Music / Reviews
Review: East India Youth, Exchange
East India Youth’s polarising mix of shimmering pop and glitchy electronics has gained William Doyle critical acclaim across his two studio albums. His first UK tour proper for the latest of those albums – Culture of Volume – rolled into Bristol at the Exchange, and as a live performer, Doyle settled on making the second of his two personas the base of his show.
Beginning with fidgety album opener ‘The Juddering’, the majesty of the studio versions of ‘Turn Away’ and ‘Beaming White’ was then injected with beats and frenetic bass guitar fretwork that fades into the background on Culture of Volume but became the focus of the live set.

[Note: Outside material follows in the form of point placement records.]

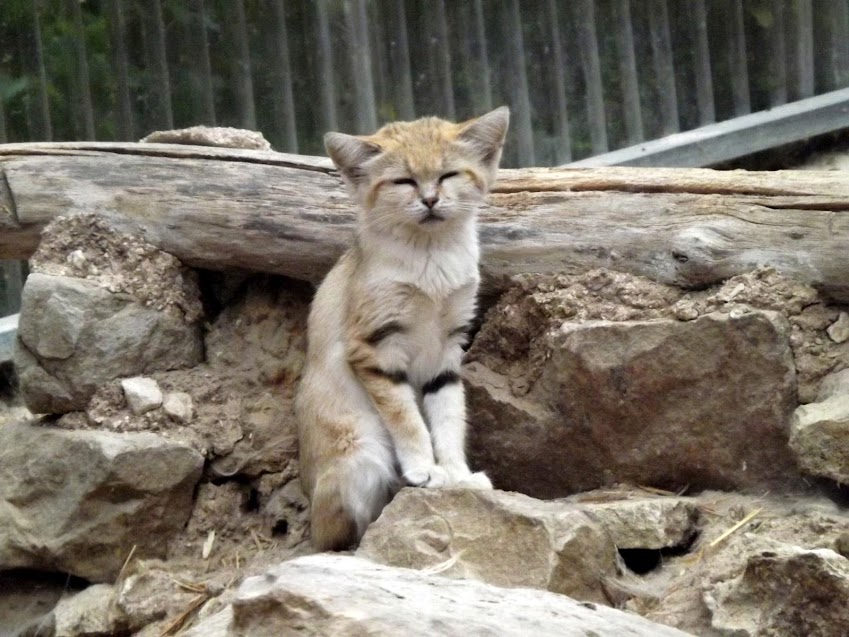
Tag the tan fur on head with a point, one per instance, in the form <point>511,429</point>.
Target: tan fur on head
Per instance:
<point>380,402</point>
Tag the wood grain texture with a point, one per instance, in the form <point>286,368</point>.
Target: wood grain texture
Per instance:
<point>287,214</point>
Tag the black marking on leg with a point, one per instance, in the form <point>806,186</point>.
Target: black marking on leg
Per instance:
<point>385,331</point>
<point>445,378</point>
<point>397,376</point>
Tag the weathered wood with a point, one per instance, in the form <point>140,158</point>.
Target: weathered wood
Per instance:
<point>220,209</point>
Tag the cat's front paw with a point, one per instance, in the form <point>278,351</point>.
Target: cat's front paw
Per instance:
<point>431,477</point>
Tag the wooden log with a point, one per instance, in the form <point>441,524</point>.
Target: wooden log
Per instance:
<point>288,214</point>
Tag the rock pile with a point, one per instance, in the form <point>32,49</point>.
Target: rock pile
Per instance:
<point>162,477</point>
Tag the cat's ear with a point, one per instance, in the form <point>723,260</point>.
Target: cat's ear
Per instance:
<point>485,135</point>
<point>349,153</point>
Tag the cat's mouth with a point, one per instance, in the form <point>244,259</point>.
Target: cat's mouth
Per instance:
<point>431,217</point>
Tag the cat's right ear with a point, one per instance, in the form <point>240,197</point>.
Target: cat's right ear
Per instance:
<point>349,154</point>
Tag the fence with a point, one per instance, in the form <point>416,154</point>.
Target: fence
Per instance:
<point>582,76</point>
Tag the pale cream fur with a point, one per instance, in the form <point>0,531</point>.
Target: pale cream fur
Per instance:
<point>380,404</point>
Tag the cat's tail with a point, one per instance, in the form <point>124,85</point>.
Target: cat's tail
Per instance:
<point>332,528</point>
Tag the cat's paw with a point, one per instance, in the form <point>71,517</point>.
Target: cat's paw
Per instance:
<point>431,477</point>
<point>478,480</point>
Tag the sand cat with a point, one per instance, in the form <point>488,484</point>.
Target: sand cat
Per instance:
<point>380,404</point>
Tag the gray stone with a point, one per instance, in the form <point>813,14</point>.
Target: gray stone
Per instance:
<point>785,591</point>
<point>554,546</point>
<point>75,336</point>
<point>178,405</point>
<point>347,596</point>
<point>647,523</point>
<point>820,437</point>
<point>142,394</point>
<point>79,501</point>
<point>89,613</point>
<point>657,402</point>
<point>839,330</point>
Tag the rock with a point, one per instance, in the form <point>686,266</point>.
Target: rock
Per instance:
<point>89,613</point>
<point>221,136</point>
<point>786,591</point>
<point>555,546</point>
<point>178,405</point>
<point>658,402</point>
<point>151,595</point>
<point>647,523</point>
<point>142,394</point>
<point>346,596</point>
<point>75,336</point>
<point>820,437</point>
<point>79,501</point>
<point>839,330</point>
<point>833,384</point>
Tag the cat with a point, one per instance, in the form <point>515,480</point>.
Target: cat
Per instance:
<point>380,404</point>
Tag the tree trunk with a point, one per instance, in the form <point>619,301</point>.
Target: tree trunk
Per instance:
<point>82,77</point>
<point>290,215</point>
<point>119,48</point>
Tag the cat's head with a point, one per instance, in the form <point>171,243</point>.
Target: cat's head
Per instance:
<point>427,173</point>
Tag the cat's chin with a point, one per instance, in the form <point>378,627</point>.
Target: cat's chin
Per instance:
<point>431,218</point>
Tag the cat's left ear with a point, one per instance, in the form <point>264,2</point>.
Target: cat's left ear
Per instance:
<point>349,153</point>
<point>486,134</point>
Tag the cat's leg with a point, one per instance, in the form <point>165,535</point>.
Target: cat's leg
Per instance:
<point>444,404</point>
<point>382,370</point>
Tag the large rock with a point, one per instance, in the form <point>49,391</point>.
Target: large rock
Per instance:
<point>75,335</point>
<point>555,546</point>
<point>347,596</point>
<point>564,547</point>
<point>705,403</point>
<point>785,591</point>
<point>820,437</point>
<point>79,501</point>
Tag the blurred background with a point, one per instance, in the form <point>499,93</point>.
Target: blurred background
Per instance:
<point>582,77</point>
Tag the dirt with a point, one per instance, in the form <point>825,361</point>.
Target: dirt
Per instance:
<point>86,247</point>
<point>536,304</point>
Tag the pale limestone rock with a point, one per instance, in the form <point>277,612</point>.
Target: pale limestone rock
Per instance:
<point>79,501</point>
<point>178,405</point>
<point>142,394</point>
<point>347,596</point>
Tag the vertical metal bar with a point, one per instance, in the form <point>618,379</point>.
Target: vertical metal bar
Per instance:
<point>628,72</point>
<point>327,84</point>
<point>803,53</point>
<point>518,84</point>
<point>664,68</point>
<point>591,67</point>
<point>739,61</point>
<point>704,80</point>
<point>400,56</point>
<point>484,90</point>
<point>356,20</point>
<point>563,149</point>
<point>838,45</point>
<point>443,50</point>
<point>778,56</point>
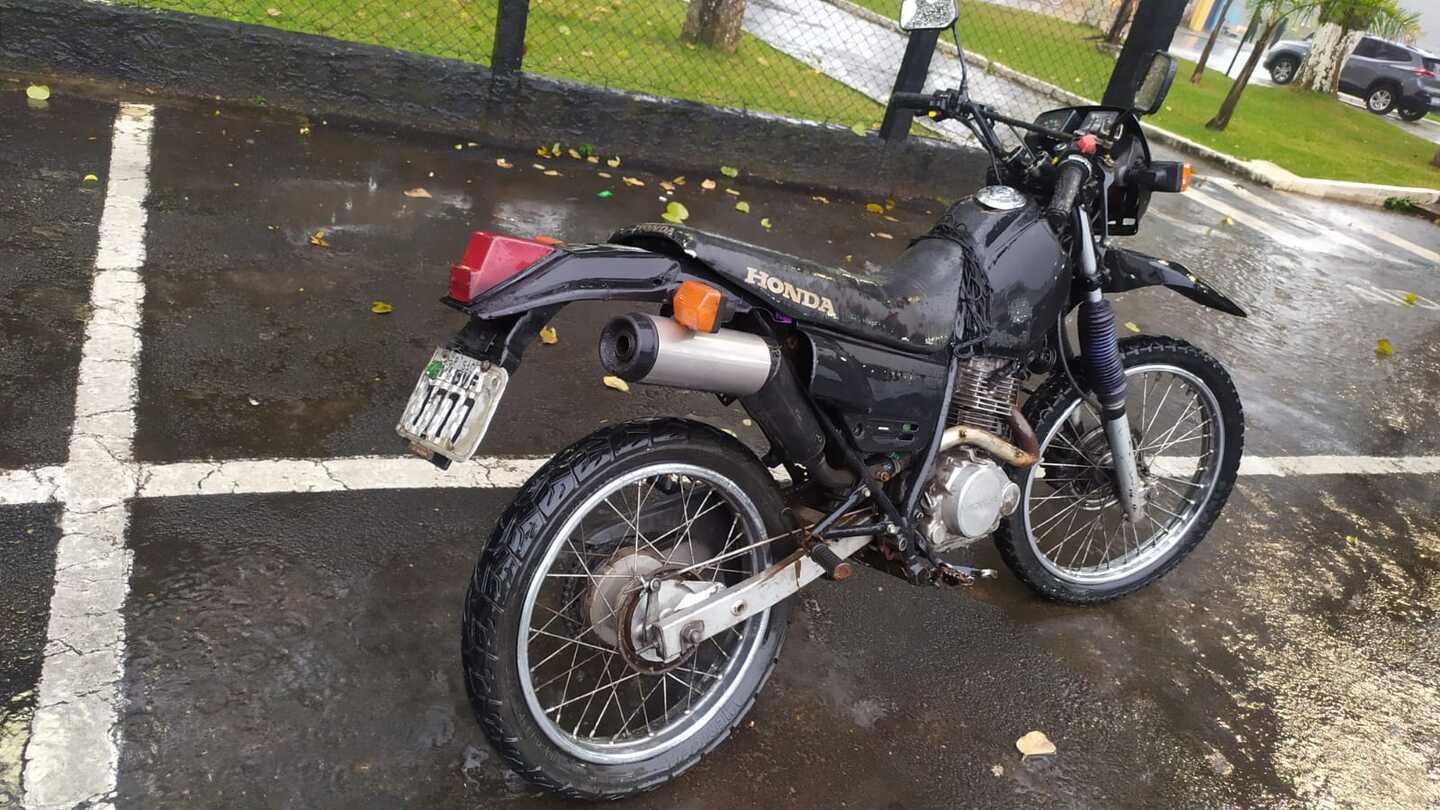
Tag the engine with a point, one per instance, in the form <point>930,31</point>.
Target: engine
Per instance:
<point>969,493</point>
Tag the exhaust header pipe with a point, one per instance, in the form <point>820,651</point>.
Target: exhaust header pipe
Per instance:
<point>655,350</point>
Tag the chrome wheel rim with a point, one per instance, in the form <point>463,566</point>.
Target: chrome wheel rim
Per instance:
<point>581,685</point>
<point>1072,516</point>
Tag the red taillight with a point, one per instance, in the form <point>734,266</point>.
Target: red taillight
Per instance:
<point>491,258</point>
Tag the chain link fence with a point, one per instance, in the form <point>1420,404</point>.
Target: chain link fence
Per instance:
<point>828,61</point>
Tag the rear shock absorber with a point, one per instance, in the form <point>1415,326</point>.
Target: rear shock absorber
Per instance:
<point>1106,372</point>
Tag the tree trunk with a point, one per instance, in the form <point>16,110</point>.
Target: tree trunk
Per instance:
<point>1210,43</point>
<point>1227,107</point>
<point>1348,43</point>
<point>714,23</point>
<point>1122,16</point>
<point>1315,68</point>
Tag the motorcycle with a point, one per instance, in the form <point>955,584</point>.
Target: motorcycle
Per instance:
<point>632,598</point>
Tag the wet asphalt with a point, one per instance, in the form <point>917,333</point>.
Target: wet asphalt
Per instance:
<point>298,650</point>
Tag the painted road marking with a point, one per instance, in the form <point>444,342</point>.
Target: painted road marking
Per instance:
<point>74,747</point>
<point>1280,211</point>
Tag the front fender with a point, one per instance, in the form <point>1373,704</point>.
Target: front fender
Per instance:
<point>1131,270</point>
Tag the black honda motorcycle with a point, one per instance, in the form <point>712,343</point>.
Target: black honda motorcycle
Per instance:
<point>631,601</point>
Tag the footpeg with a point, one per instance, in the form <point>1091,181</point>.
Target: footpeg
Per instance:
<point>964,574</point>
<point>835,568</point>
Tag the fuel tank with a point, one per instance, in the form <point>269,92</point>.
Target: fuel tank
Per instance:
<point>1026,265</point>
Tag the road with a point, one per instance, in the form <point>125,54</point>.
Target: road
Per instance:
<point>222,585</point>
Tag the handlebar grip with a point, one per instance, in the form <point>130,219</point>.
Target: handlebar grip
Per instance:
<point>1073,173</point>
<point>912,100</point>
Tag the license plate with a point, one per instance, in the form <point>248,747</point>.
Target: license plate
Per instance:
<point>452,404</point>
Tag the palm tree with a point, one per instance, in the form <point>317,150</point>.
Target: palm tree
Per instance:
<point>1339,32</point>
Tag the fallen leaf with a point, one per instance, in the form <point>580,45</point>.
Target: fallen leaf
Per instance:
<point>1036,744</point>
<point>676,212</point>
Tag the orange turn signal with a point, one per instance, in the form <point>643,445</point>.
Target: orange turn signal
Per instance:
<point>697,306</point>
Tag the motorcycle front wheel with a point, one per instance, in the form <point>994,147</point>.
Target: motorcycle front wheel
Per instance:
<point>1069,539</point>
<point>559,673</point>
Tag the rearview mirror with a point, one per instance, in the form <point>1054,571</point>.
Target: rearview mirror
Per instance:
<point>1155,84</point>
<point>918,15</point>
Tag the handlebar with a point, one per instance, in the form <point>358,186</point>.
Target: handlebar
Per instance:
<point>1072,175</point>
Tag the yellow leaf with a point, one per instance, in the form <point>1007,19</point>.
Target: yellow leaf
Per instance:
<point>1036,744</point>
<point>676,212</point>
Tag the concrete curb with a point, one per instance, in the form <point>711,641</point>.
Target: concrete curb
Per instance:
<point>1260,172</point>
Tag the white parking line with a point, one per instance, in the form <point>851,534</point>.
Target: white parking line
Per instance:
<point>74,747</point>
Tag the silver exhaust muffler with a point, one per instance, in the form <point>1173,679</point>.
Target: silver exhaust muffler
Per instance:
<point>657,350</point>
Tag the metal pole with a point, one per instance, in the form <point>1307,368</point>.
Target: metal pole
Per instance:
<point>510,38</point>
<point>1151,30</point>
<point>915,67</point>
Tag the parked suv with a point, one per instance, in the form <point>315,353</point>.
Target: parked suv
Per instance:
<point>1384,74</point>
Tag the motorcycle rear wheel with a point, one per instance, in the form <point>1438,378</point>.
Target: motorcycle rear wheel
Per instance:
<point>558,675</point>
<point>1069,541</point>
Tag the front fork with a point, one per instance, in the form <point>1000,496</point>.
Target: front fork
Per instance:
<point>1102,353</point>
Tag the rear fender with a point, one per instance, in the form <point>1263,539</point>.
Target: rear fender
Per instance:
<point>1131,270</point>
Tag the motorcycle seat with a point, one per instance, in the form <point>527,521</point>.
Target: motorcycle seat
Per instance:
<point>912,304</point>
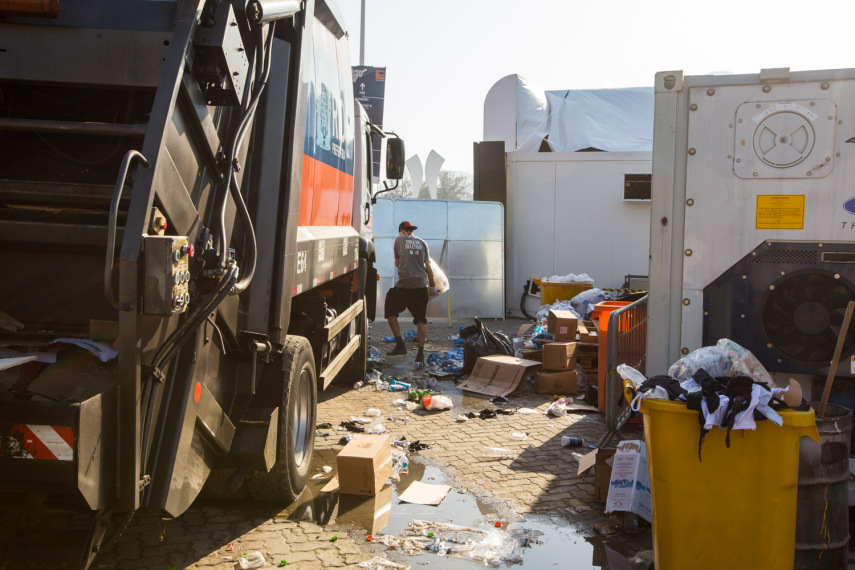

Doyle’s handiwork and rushed button pushing around his new set up of keyboards, laptops and drum pads became so frantic that one bit of equipment fell off his stand and had to be propped up by audience members, and eventually Doyle’s manager. When the malfunction was fixed – even if Doyle did remark “I could carry on this bit forever so take your time” – the song lurched back into live with a new, frenzied atmosphere both on stage and in the crowd.
This energy pelted Doyle through ‘Looking For Someone’, Culture of Volume highlight ‘Don’t Look Backwards’, and ‘Heaven, How Long’, with the latter boasting a finale that built and built, ending in a cacophany of bass slides, white noise and wild audience appreciation that even Doyle’s dislike for silence between his songs couldn’t mask.
Early track ‘Hinterland’ has been a staple and a constant highlight of East India Youth sets since the beginning, yet when it is revisited with new material now in the forefront, the track proved even more wildly untamed, rising and falling over nearly ten minutes before careering to a halt, showing no complacency on Doyle’s part in the performance of his oldest songs, still tinkering and adapting them to give them a suitable home in a set built up largely from Culture of Volume, a very different body of work to where ‘Hinterland’ belongs. It’s done seamlessly.
A change in pace/a breather for a now heavily sweating throng came last, with time given to East India Youth’s quieter side, and to the unleashing of his overwhelming voice, in the form of epic closer ‘Carousel’. The flailing bodies from ‘Hinterland’ turned into deadly still ones, watching his every move as he performed away from his workstation with just a microphone at the side of the stage, becoming every bit the frontman he’s prevented from becoming when hidden behind so many electronics.
Ending on that note reminded everyone that William Doyle is indeed a singer, and can also do beauty and grandeur impressively well, but the intensity that characterised the rest of the set is where he thrives.